Cuneo è identificata con la Castagna, che può apparire semplice riduzione a ossimoro comico (la Grande Castagna) ma la castagna, chiusa nel riccio impenetrabile, rappresenta bene un segreto iniziatico.

"sai che se ce la fai qui, puoi farcela ovunque / lo senti il vento, il soffio che cresce / respiro di macchine a spina di pesce (torna l'elemento della "spina", del riccio, NDLB) / città che non dorme e se dorme fa sogni / che neanche te le immagini, ne combina di ogni" continua la canzone: e può essere sarcasmo, ma contiene una verità. Il luogo comune della retorica prescrive la grande città come dura e la provincia come tranquilla; ma la chiusura ermetica (nei due sensi) di un luogo provinciale (e Cuneo è la Big Country, la Provincia Granda, la provincia "per eccellenza") può essere ancora più dura da sfondare rispetto alla realtà dei grandi centri, ipercompetitivi ma ricchi di offerte.



 E sale l’inquietudine, la notte ti bracca / è musica che cresce, megalopoli che spacca / E questa è Cuneo / splendida città del Piemonte / col sole di fronte / Parlo di Cuneo, ti prende il corpo e la mente / non puoi farci niente / Si tratta di Cuneo”. Curioso era anche il rimando al "Sole in fronte", per un luogo, come il cuneese, associato convenzionalmente (non però correttamente) solo alla nebbia, alla cupezza invernale. Ironia, forse, o rimando di nuovo al "sole occulto", che può essere anche il raggiante riccio di castagna, dardeggiante sole microcosmico custode del suo segreto.

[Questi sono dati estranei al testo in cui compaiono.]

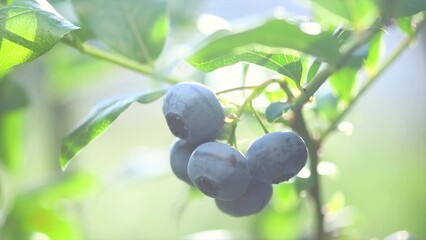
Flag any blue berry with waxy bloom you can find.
[188,142,250,201]
[170,139,197,185]
[215,179,272,217]
[163,82,225,145]
[247,132,308,183]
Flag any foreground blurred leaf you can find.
[60,90,166,170]
[0,78,29,114]
[364,32,385,74]
[306,59,321,83]
[312,0,379,29]
[330,68,358,104]
[2,173,96,240]
[0,0,78,71]
[188,44,302,82]
[45,45,111,94]
[257,183,302,239]
[188,20,340,70]
[314,93,339,121]
[397,16,415,36]
[265,102,291,122]
[72,0,169,63]
[0,109,25,173]
[374,0,426,18]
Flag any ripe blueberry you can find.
[215,179,272,217]
[247,132,308,183]
[170,140,197,185]
[188,142,250,201]
[163,83,225,144]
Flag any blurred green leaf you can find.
[383,231,417,240]
[294,177,313,194]
[0,0,78,70]
[306,59,321,83]
[330,68,358,104]
[190,47,302,82]
[0,78,29,114]
[364,32,385,72]
[188,20,340,70]
[0,0,14,7]
[315,93,339,121]
[265,102,292,122]
[0,78,29,114]
[45,45,111,94]
[312,0,379,29]
[3,173,96,240]
[60,90,166,170]
[72,0,169,63]
[263,88,286,102]
[396,16,415,36]
[0,109,24,173]
[258,183,301,239]
[374,0,426,18]
[327,192,346,213]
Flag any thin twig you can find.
[319,20,426,142]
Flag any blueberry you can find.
[215,179,272,217]
[170,140,197,185]
[247,132,308,183]
[188,142,250,201]
[163,83,225,144]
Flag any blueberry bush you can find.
[0,0,426,240]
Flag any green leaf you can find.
[314,93,339,121]
[60,90,166,170]
[364,32,385,73]
[396,16,415,36]
[265,102,292,122]
[2,173,97,239]
[312,0,379,29]
[72,0,169,63]
[374,0,426,18]
[330,68,358,104]
[0,78,29,114]
[0,111,25,173]
[188,20,340,67]
[306,59,321,83]
[190,47,302,82]
[0,0,78,71]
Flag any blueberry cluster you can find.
[163,83,307,217]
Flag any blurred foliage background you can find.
[0,0,426,240]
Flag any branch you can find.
[292,109,324,240]
[62,35,181,84]
[319,20,426,143]
[293,20,383,109]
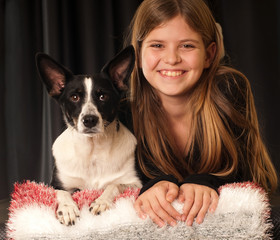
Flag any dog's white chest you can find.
[53,122,139,190]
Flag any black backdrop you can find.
[0,0,280,199]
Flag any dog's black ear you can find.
[102,46,135,91]
[35,53,73,98]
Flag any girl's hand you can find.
[178,183,219,226]
[134,181,181,227]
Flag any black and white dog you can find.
[36,46,141,225]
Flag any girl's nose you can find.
[163,49,181,65]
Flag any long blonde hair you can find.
[128,0,277,190]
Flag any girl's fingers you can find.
[179,184,219,226]
[134,182,181,227]
[209,191,219,213]
[196,193,211,224]
[186,189,203,226]
[134,198,147,219]
[148,196,180,226]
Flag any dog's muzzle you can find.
[82,115,98,128]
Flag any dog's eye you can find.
[99,94,109,102]
[70,94,80,102]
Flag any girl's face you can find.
[141,16,216,100]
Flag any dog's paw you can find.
[89,198,112,215]
[56,204,80,226]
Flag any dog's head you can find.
[36,46,135,135]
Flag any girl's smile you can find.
[141,15,215,100]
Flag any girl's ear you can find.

Fin qui, tutti elementi già percepibili allora, che avevo meno indagato.
Ma il bravo gestore del profilo FB "Cuneo Esoterica", uno dei tanti contatti del blog tra i curiosi di cose ermetiche (ovviamente, anche per lui, soprattutto cuneesi) mi ha evidenziato in questi giorni il rapporto anche fisico che esiste tra il Cuneo di Cuneo e quello di New York.



Ci aggiungo anche - su una scala ancor più macro - il possibile parallelo con la forma della Svezia, che creerebbe un ulteriore rapporto con l'ennesima città ermetica, Stoccolma, e poi mi fermo qui, se no torniamo dalle parti di CU e non saprei come uscirne.


Mi viene quindi da pensare che anche la canzone iniziale di Alicia Keys, "Empire State Of Mind", sia da analizzare. Già ci troviamo nel titolo l'Empire State Building della Mente, con rimando alla suprema ziggurath di NY celebrata da Metropolis e più esplicitamente King Kong, unita al tema del controllo mentale, che secondo i complottisti delle popstar illuminati è tema caro anche ad Alicia.

Yea I'm out that Brooklyn, now I'm down in TriBeCa 
right next to Deniro, but I'll be hood forever 
I'm the new Sinatra, and... since I made it here
I can make it anywhere, yea, they love me everywhere 

New York, concret jungle where dreams are made of 
There's nothin' you can't do 
out of New York
These streets will make you feel brand new 
Big lights will inspire you 
Let's hear it for New York

Il testo non è così ermetico, più gangsta-rap (ovviamente scavando si potrebbero trovare significati reconditi, ovviamente, ma non ho tempo e voglia di farlo), ma si conferma una notevole fedeltà dell'adattamento cuneese, quasi a rimarcare il rispecchiamento tra le due città: centro assoluto e periferia assoluta dell'Impero.


Lo stesso nome della cantante, Alicia Keys, rimanda alle Keys of Perception con cui controllare i sensi e la mente tramite musiche e video ipnotici, e ad Alice in Wonderland, manifesto del brain control.




Tralasciando i soliti video con occhi da illuminata e corna diaboliche, va detto che Alicia ha visitato le piramidi e dato a suo figlio il nome Aegypt: quindi è un po' più ermetica della media (già alta) delle popstar.


 Alicia e Crowley giocano ai Faraoni

Ad aggiungere dettagli ermetici, infine, Cuneo è una città fantasma degli Stati Uniti d'America situata nella Contea di Kings, nello Stato della California, scomparsa probabilmente con la crisi del 1929. Questa città, tra l'altro, sita nella contea dei "Re", possedeva un Empire School e un Empire One negozio. E il cerchio potrebbe continuare, ma per ora ci fermiamo qua.